Disaggregate Prefill and Decoding

Reference List

Summary

Disaggregating the prefill and decoding phases in LLM inference enables speedups by optimizing each phase for its distinct computational demands, resource requirements, and bottlenecks.

1. Phase-Specific Computational Characteristics

Prefill Phase (Compute-Bound):

Processes the entire input prompt in parallel, requiring heavy matrix operations (e.g., attention across all tokens).

Benefits from high-throughput compute resources (e.g., powerful GPUs/TPUs) to maximize parallel processing.

Decoding Phase (Memory-Bound):

Generates tokens sequentially, with each step dependent on prior outputs.

Limited by memory bandwidth (loading model weights repeatedly) rather than raw compute.

2.Resource Specialization

Prefill: Allocate high-FLOPS devices (e.g., A100/H100 GPUs) to exploit parallelism.
Decoding: Use memory-optimized hardware (e.g., inference chips with large caches) or techniques like KV caching to reduce redundant memory access.

3. Batching Efficiency

Prefill: Batch multiple prompts to maximize GPU utilization (large, static workloads).
Decoding: Use smaller, dynamic batches tailored to latency-sensitive token generation, avoiding interference from prefill’s bulkier computations.

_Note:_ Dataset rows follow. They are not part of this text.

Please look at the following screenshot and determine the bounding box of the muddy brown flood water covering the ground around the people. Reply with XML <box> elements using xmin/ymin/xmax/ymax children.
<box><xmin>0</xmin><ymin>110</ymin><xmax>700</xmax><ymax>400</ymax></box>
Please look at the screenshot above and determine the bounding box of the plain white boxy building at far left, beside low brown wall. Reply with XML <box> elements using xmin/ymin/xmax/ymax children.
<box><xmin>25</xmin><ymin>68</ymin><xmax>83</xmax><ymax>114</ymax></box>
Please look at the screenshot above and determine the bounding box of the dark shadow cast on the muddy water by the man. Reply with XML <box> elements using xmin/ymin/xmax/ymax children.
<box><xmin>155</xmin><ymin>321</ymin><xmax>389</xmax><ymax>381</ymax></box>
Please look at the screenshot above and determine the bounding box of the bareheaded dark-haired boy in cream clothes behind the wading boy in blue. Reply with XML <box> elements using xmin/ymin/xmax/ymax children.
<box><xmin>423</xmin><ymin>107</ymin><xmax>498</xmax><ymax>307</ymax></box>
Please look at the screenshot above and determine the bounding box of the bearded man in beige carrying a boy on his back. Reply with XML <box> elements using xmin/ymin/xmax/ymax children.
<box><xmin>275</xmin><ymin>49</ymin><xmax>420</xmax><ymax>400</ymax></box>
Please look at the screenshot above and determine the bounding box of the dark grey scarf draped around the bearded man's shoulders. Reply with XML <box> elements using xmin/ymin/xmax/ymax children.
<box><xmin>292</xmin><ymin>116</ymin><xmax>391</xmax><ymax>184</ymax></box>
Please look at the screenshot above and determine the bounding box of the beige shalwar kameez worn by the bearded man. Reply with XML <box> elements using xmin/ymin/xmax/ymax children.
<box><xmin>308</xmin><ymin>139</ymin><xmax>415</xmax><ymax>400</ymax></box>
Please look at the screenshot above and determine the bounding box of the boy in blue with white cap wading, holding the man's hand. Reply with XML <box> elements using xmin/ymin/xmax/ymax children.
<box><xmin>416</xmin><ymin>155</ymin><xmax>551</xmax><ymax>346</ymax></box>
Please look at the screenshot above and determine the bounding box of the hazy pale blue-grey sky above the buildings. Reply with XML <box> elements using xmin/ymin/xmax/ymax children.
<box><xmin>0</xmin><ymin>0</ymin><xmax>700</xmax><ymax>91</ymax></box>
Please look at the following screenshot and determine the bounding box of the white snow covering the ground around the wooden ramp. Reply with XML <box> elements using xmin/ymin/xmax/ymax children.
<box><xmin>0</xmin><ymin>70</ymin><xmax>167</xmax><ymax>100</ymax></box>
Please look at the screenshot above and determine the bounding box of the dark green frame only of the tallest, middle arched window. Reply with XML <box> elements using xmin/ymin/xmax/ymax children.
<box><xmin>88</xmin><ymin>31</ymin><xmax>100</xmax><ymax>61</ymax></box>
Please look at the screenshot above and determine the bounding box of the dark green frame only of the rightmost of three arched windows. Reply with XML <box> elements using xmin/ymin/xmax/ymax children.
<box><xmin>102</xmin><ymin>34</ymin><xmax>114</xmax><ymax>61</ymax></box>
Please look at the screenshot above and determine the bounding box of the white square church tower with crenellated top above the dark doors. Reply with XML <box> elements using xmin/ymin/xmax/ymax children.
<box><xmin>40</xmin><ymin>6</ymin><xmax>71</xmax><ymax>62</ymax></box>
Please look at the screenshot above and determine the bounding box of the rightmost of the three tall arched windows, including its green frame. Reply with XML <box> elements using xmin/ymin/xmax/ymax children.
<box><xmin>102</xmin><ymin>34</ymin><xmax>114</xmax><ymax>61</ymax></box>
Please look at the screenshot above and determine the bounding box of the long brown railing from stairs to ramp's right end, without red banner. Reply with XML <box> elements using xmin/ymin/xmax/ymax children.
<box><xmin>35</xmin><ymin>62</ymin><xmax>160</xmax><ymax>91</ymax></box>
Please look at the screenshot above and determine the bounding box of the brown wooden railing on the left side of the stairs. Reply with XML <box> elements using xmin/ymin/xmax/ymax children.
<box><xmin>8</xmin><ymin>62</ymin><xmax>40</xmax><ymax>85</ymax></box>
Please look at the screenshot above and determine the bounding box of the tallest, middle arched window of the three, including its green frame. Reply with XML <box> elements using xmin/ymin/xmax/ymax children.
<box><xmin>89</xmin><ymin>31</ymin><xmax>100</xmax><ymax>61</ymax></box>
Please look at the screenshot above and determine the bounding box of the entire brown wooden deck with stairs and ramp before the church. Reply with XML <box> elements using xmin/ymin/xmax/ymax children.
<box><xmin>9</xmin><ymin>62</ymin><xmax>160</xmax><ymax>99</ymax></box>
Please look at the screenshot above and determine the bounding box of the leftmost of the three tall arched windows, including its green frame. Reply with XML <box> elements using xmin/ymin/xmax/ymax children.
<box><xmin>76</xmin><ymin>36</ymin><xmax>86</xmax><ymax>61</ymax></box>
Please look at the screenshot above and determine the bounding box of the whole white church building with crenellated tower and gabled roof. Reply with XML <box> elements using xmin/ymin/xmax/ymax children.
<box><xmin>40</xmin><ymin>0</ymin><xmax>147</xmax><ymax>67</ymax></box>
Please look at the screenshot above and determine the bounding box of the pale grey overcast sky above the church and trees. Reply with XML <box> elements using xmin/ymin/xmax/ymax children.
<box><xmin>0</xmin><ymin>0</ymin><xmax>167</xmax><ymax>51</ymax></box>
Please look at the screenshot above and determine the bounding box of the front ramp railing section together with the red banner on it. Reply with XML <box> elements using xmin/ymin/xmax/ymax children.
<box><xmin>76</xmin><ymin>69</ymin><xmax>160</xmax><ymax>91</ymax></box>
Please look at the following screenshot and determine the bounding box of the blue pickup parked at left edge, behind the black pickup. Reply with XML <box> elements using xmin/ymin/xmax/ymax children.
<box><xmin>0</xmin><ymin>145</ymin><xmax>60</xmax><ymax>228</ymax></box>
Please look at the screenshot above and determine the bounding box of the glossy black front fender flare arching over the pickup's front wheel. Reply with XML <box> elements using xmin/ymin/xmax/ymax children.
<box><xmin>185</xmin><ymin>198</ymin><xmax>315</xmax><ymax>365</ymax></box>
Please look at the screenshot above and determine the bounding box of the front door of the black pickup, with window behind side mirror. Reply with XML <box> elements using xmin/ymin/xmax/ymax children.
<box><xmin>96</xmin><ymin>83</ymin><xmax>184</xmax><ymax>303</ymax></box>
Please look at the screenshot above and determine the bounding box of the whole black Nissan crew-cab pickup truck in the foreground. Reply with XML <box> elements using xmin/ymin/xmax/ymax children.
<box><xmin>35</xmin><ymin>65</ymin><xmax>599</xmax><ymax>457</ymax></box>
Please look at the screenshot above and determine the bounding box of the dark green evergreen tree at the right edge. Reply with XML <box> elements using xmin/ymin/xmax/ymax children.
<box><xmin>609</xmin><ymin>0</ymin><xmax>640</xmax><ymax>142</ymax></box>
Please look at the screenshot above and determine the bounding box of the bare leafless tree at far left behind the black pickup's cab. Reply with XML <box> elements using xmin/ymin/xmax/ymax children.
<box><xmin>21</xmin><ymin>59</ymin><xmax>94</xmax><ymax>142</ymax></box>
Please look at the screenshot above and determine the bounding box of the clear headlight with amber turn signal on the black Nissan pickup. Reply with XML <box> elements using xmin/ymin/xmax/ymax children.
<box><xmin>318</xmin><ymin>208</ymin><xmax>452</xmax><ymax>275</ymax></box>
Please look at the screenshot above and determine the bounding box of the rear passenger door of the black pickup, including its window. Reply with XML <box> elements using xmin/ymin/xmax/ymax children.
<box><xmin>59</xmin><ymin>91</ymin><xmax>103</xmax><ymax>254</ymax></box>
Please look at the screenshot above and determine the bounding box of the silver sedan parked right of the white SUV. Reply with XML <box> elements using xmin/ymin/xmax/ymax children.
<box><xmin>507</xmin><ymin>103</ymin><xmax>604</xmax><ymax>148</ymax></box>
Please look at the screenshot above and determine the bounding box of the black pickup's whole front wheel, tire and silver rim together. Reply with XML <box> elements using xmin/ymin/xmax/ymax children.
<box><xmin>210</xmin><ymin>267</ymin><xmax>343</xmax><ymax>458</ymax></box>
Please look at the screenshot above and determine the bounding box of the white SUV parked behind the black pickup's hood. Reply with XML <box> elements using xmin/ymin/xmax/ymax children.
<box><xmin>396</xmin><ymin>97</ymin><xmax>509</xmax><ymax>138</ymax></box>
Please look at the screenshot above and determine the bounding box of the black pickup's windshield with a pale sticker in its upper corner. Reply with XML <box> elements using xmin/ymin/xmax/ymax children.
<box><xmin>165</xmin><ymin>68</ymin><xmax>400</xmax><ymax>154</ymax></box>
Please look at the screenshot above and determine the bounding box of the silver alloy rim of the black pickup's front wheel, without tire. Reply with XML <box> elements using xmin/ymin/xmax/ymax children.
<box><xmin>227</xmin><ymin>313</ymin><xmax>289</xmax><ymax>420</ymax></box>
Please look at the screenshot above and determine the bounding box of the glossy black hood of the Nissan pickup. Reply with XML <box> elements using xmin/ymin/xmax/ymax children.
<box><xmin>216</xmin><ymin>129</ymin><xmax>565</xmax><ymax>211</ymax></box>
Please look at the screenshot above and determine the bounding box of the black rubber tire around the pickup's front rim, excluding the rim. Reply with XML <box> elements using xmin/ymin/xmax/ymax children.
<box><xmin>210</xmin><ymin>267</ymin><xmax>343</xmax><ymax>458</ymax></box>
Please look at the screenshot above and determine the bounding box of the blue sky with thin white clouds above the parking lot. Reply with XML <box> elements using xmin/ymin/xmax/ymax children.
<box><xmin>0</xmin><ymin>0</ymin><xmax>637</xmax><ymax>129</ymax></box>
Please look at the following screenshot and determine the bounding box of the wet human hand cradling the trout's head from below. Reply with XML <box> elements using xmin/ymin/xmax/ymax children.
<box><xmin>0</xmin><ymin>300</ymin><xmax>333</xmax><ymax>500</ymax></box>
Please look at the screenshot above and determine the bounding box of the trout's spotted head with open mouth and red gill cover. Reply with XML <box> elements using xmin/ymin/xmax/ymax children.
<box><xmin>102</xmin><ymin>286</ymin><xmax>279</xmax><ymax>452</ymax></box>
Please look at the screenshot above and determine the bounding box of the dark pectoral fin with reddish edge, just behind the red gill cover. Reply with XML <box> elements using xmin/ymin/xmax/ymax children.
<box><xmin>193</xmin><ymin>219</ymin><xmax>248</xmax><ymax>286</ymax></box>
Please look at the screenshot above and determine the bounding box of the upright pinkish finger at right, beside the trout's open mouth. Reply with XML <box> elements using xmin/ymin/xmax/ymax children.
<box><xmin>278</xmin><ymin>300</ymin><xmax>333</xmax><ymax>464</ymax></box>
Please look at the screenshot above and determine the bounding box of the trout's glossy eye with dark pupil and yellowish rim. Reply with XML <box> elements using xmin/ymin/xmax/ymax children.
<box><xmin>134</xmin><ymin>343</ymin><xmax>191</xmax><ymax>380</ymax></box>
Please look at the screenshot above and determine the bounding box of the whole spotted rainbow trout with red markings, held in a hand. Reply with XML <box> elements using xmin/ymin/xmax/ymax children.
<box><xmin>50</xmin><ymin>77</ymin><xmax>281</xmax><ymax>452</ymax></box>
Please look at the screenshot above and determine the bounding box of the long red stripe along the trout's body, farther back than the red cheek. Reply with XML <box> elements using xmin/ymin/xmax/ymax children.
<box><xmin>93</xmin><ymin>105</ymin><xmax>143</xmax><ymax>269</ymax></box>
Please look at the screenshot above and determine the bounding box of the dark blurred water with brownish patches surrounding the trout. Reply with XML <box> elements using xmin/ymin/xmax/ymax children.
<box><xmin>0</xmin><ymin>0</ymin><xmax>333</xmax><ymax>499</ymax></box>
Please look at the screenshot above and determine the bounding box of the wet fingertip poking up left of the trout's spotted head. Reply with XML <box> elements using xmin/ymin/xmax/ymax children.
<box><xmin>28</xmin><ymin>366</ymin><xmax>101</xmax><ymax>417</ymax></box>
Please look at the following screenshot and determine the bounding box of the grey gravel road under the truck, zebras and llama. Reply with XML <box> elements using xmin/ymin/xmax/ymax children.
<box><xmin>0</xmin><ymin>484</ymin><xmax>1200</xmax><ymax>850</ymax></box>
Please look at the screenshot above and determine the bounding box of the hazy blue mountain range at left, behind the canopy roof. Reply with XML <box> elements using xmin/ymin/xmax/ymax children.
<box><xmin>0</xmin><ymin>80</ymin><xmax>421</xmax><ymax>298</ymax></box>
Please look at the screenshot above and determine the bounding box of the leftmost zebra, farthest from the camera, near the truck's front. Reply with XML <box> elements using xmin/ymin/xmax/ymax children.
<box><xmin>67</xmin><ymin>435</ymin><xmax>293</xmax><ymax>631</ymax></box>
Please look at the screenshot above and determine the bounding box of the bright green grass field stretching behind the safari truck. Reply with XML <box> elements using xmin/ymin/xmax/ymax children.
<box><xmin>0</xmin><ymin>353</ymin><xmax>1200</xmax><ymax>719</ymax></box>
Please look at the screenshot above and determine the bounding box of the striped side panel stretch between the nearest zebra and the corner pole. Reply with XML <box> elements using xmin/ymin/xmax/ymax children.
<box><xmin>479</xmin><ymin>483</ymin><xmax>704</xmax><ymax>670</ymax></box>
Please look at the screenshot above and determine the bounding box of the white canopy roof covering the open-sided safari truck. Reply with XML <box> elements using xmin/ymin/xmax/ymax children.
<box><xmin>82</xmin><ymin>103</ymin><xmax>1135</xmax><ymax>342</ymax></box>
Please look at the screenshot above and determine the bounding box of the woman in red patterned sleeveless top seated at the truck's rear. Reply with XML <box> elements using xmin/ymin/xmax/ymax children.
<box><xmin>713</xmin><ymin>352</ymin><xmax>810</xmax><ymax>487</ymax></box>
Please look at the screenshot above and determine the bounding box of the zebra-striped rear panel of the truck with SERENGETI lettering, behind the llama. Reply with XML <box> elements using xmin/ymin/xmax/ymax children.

4. Memory and Latency Optimization

Prefill: Precompute and cache attention keys/values (KV cache) during prompt processing, reused in decoding to avoid redundant computation.
Decoding: Focus on minimizing latency by streamlining memory access (e.g., keeping weights in faster cache memory).

5. Asynchronous and Scalable Workflow

Decouple prefill and decoding into separate systems, enabling:
Overlap: Start decoding immediately after prefill completes, hiding latency.
Scalability: Independently scale prefill (throughput-oriented) and decoding (latency-oriented) resources based on demand.

6. Reduced Contention

Avoid resource competition (e.g., GPU cores vs. memory bandwidth) by isolating phases, ensuring neither starves the other.

Key Technical Insights

KV Caching: Storing precomputed attention states during prefill drastically reduces decoding overhead.
Hardware Fit: Match compute-heavy prefill to GPUs and memory-bound decoding to optimized inference accelerators.
Pipeline Parallelism: Overlap prefill for one request with decoding for another, improving overall throughput.

Example Workflow

Prefill Server: Processes a batch of prompts in parallel, generates KV caches.
Decoding Server: Uses cached KV states to generate tokens efficiently, even with low batch sizes.

Result

Higher Throughput: Efficient batching and parallelism in prefill.
Lower Latency: Optimized memory access and specialized hardware for decoding.
Cost Efficiency: Right-sizing resources for each phase reduces idle time and operational costs.